Oui, et d’abord pour commencer sur cette décision de reconnaitre la légalité de la fleur. Il y a d’autres menaces qui pèsent sur la filière telle qu’elle est constituée aujourd’hui. Notamment la question de la qualification thérapeutique. Nous avons ainsi été contraints d’attaquer le décret du 7 février 2022 sur le cannabis à usage médical. Nous ne sommes pas contre le cannabis à usage médical, évidemment, nous sommes au contraire en faveur de l’utilisation optimale de tous les atouts du chanvre.
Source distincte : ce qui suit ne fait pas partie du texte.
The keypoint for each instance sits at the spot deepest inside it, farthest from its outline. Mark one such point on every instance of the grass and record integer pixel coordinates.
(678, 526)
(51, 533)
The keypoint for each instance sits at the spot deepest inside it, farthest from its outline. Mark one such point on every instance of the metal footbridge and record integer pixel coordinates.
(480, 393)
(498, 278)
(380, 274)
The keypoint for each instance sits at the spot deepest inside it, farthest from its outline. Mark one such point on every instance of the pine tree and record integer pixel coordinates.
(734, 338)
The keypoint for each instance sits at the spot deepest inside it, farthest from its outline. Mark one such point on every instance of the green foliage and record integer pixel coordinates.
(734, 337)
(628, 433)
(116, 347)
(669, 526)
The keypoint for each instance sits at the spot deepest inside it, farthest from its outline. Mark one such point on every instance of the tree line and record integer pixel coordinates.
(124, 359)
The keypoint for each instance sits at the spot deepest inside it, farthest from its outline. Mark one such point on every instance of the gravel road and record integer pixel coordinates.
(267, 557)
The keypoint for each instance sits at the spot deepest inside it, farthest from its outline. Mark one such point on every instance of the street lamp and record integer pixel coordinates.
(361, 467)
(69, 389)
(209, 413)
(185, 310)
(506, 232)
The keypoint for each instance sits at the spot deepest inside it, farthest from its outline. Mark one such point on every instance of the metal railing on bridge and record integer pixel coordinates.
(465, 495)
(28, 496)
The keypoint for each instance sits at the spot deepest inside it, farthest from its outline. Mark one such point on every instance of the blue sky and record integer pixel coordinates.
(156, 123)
Mais il y a dans ce décret une nouvelle procédure de classement en médicament, et qui nous parait totalement arbitraire, avec un risque sur la commercialité des produits que l’on trouve actuellement dans les CBD-shops. Nous avons vu avec l’arrêté du 30 décembre 2021 que l’État était prêt à liquider la filière du jour au lendemain, cela nous contraint à une grande vigilance. Nous sommes confiants sur le sens de la décision que rendra le Conseil d’État, mais toujours attentifs aux autres tentatives de déstabilisation.

« Nous avons vu avec l’arrêté du 30 décembre 2021 que l’État était prêt à liquider la filière du jour au lendemain »
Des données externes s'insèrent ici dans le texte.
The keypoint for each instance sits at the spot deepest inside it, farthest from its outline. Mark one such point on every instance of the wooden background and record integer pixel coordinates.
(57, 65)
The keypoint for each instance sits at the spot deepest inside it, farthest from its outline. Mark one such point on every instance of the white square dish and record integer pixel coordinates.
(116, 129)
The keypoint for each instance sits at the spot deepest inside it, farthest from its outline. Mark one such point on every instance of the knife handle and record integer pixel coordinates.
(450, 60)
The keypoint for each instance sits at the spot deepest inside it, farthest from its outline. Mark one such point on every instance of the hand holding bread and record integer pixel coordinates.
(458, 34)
Ce que nous disons au gouvernement, c’est que nous sommes prêts à travailler avec lui. En amont, nous avons réfléchi repose sur trois piliers : en premier lieu, après cette phase d’affrontement totalement contreproductive avec l’Etat, une réglementation qui permette plus de liberté, nécessaire aux acteurs de la filière. On préconise, par exemple, un taux de THC fixé à 1 % au lieu des 0,3%, dans la perspective d’une harmonisation des taux au niveau européen pour éviter la concurrence déloyale des autres pays producteurs.
Mais aussi et surtout pour la qualité de la fleur, afin d’obtenir le meilleur profil terpénique en évitant tous les procédés artificiels destinés à faire redescendre le taux de THC. Ce qui suppose un élargissement du catalogue européen à des variétés autres que celles qui y figurent actuellement, utiles pour la culture du chanvre industriel mais inadaptées à la culture du chanvre CBD. Nous voulons une fleur naturelle et française. C’est le deuxième volet de la règlementation que nous proposons : mettre en place des mécanismes sécurisant et consolidant la filière agricole française des cannabiculteurs, leur permettre d’investir et d’obtenir des revenus stables correspondant à la valeur de leur travail.

« On préconise, par exemple, un taux de THC fixé à 1 % au lieu des 0,3% »

L’UPCBD a pris l’engagement de s’inscrire dans une dynamique destinée à ce que les boutiques vendent a minima 50 % de produits français. Le troisième volet de la règlementation porte sur la protection des consommateurs. Les consommateurs doivent bénéficier d’une information transparente, exacte et complète, avec des produits de qualité.  Nous voulons garantir des bonnes pratiques tout au long de la chaine de valeur, de la production jusqu’à la vente au détail, en passant par l’extraction, l’entreposage, le transport et toutes les étapes qui sépare la plantation de la semence de la consommation finale.

C’est par rapport aux différents procédés légaux à l’étranger, qui permettent le lavage et de re-terpéniser les fleurs ?
Oui bien sûr. Nous sommes vraiment engagés en tant que filière bien-être. Cela implique une offre de produits les plus naturels possible, en évitant les processus artificiels, les solvants, les pesticides, etc… C’est essentiel. Les produits à base de CBD, on les ingurgite, on les met sur la peau, sous la langue, on vaporise, on inhale. C’est notre corps, il est sacré. C’est la même logique que pour les fruits et légumes, il faut qu’ils nous fassent du bien. Si nous nous engageons en faveur d’une filière agricole française, c’est pour favoriser les circuits courts, la traçabilité, des procédés agricoles vertueux, des produits de gamme supérieure.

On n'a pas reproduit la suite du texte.